Siapin mental dan hati ya.
Tahan diri buat ga ngehujat Mami.
Ide ngidam Mami dari si mbak Fangjin hehe
Jangan lupa komen yang banyak ya
Bulan pertama,
"Kokoh!"
"Aduh Vin, kebiasaan deh, teriak mulu, kenapa sih?"
Marcus mengangkat kepalanya saat Kevin melempar benda pipih berwarna putih. "Lihat! Kevin hamil!"
"Terus?"
"Koh! Kevin masih kuliah!"
"Makanya jangan suka godain orang, kebablasan kan. Cuti aja nanti,"
"Ya terus?!"
"Nikah,"
Kevin mendengus. Tapi kemudian menjatuhkan dirinya di pangkuan Marcus.
"Kevin takut,"
"Takut apa?" Marcus mengelus lengan Kevin.
"Takut sama Papa,"
"Nanti Kokoh yang akan tanggung jawab, kamu tenang saja."
Kevin membiarkan Marcus memeluknya erat. Kepalanya mendusel di dada Marcus. "Sayang Kokoh,"
"Love you too,"
*****
Bulan kedua,
"Sebelum perut Kevin semakin besar, Marcus mau nikahin Kevin dulu."
Papa dan Mama Kevin memijat kening lelah. Salah apa mereka sehingga anaknya menjadi seperti ini.
"Pa, kalau mau marah, marah sekarang aja, kalau nanti-nanti juga percuma, ini cucu Papa ga bisa di balikin," Ujar Kevin cuek. Membuat Marcus menghela nafas. Mana yang kemarin katanya takut sama Sang Papa?

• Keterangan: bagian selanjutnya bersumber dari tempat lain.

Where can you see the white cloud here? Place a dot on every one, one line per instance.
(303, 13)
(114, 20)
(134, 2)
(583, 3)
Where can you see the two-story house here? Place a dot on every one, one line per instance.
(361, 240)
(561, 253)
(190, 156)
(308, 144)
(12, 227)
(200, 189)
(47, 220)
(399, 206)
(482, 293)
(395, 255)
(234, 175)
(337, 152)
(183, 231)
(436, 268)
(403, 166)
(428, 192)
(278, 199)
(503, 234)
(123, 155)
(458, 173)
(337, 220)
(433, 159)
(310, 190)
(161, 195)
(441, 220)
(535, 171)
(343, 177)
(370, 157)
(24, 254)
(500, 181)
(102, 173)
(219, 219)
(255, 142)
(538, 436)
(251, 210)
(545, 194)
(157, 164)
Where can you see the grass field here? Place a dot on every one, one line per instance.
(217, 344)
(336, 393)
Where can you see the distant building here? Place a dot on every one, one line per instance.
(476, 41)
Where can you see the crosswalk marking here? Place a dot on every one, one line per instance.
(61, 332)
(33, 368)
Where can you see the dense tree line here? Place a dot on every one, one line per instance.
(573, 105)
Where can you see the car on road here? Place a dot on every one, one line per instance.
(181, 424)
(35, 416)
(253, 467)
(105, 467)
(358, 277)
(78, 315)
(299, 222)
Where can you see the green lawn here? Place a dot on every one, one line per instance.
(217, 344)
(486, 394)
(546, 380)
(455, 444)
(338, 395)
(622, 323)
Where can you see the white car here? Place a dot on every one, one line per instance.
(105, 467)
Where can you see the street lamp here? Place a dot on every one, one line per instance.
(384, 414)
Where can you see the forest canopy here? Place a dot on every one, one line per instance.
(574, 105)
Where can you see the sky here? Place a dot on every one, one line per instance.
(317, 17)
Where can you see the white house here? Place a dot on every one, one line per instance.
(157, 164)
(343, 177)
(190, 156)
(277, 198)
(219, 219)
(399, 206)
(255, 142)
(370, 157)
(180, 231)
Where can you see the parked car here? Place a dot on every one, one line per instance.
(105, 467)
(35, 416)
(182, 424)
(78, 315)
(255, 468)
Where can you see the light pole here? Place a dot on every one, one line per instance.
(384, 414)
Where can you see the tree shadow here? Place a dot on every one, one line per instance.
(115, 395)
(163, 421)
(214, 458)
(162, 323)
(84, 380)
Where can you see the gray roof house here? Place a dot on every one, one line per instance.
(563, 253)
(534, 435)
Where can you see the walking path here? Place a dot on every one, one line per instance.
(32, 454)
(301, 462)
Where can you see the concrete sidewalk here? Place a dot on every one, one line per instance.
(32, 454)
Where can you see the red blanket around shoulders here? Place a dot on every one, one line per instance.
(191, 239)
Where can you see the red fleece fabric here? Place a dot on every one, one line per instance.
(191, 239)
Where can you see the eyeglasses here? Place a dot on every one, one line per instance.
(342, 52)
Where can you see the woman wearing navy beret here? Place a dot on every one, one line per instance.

Papa Kevin kehilangan kata-kata. "Yaudah lah terserah kalian," Pasrah Papa Kevin.
Mama Kevin memeluk Kevin erat. "Baik-baik sekarang ya, jangan pecicilan, ini ada yang numpang hidup sama kamu, harus dijaga oke?"
Kevin mengangguk. "Iyaa Mama,"
"Kalau mau sesuatu bilang Mama ya,"
Kevin mengangguk lagi. "Yaudah Ma, abis ini Kevin sama Koh Marcus mau ke rumah Mamanya Koh Marcus dulu,"
"Ga makan dulu?"
"Kevin mau masakan Mamanya Koh Marcus,"
"Yaudah hati-hati ya,"
*****
"Sinyooo!! Kan Mama bilang Kevinnya dijagain, bukan di hamilin!"